From that well-named blog at Going Down Swinging comes a very good post by poet Paul Mitchell, on how to manage that burning problem shared by so many Australian writers. I speak of the problem of failing to build your house in the desert, or in other words, writing for a quid instead of staking all on your masterpiece... oh, you know, working more than one job at a time.
I like the image in the second paragraph here.
Ah, that’s why he hasn’t written a bestseller. Can’t concentrate.

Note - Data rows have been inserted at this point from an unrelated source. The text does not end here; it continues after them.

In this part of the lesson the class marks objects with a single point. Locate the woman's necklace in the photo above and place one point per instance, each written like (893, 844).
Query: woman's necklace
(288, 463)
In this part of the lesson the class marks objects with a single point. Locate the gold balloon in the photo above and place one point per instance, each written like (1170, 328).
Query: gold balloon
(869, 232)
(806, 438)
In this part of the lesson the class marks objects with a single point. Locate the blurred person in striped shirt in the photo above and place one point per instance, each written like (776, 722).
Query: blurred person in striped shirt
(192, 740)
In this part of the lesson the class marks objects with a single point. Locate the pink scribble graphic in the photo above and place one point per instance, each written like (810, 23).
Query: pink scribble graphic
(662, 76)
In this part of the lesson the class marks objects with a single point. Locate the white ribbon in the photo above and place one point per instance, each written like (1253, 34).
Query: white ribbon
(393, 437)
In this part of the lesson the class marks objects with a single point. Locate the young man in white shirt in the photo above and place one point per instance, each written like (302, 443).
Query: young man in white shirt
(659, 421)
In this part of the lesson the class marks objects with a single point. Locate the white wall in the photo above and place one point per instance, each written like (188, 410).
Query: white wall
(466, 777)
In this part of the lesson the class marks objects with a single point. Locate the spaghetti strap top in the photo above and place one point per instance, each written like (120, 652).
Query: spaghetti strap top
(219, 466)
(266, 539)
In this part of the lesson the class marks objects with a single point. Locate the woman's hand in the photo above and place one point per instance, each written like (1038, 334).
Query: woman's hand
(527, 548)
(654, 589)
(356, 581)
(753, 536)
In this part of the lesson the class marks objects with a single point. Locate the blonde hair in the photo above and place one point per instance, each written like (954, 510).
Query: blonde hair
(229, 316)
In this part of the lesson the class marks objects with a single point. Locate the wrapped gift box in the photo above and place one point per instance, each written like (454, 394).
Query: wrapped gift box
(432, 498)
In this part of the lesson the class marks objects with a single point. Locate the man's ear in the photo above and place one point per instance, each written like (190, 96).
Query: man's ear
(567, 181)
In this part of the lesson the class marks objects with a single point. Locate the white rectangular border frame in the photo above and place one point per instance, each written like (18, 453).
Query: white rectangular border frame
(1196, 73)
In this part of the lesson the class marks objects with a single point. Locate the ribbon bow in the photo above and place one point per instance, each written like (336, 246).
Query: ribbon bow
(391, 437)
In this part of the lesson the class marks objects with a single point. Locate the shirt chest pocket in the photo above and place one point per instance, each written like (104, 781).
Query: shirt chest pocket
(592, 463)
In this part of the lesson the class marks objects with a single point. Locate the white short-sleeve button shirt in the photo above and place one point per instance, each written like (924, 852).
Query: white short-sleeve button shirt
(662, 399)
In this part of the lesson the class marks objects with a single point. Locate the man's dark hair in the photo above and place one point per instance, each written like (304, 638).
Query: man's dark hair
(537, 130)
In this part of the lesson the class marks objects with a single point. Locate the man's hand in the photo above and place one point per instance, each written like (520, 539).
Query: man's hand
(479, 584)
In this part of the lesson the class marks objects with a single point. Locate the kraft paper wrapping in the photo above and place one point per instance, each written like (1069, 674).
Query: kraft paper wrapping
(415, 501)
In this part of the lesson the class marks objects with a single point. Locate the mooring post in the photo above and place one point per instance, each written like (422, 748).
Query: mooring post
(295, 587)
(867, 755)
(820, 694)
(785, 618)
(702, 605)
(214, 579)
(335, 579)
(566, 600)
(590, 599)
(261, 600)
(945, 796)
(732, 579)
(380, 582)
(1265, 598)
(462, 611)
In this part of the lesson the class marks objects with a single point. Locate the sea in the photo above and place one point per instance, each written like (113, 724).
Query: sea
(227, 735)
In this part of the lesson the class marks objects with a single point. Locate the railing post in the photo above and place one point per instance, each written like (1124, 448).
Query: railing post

Well, I’d like to. But unlike that icon of writing, Cormac McCarthy, I’m not prepared to build my own stone house in the desert, eat little more than potatoes for several years, and have a series of ‘housekeepers’ type up my manuscripts. I’ve got a youngish family. School bills. All kinds of other bills that are far more creative in pricing than any of my writing.
So I’m a switcheroo.
A friend suggested recently that I am also a ‘spaghetti thinker’. I can pull out a strand of spag (writing) from my saucy brain, work it round in my fingers, gobble it, and then pull out another strand. All without disturbing the whole bowl of pasta. Maybe that’s true. Or I’m just good at time management. Or I am good at switching on and off in short periods. But the question of how switcheroo writers do what we do is probably not as important as how we do it without going insane.
There's also Megan Anderson's terrific looking interview with female Beat poet Hettie Jones, which I am yet to read.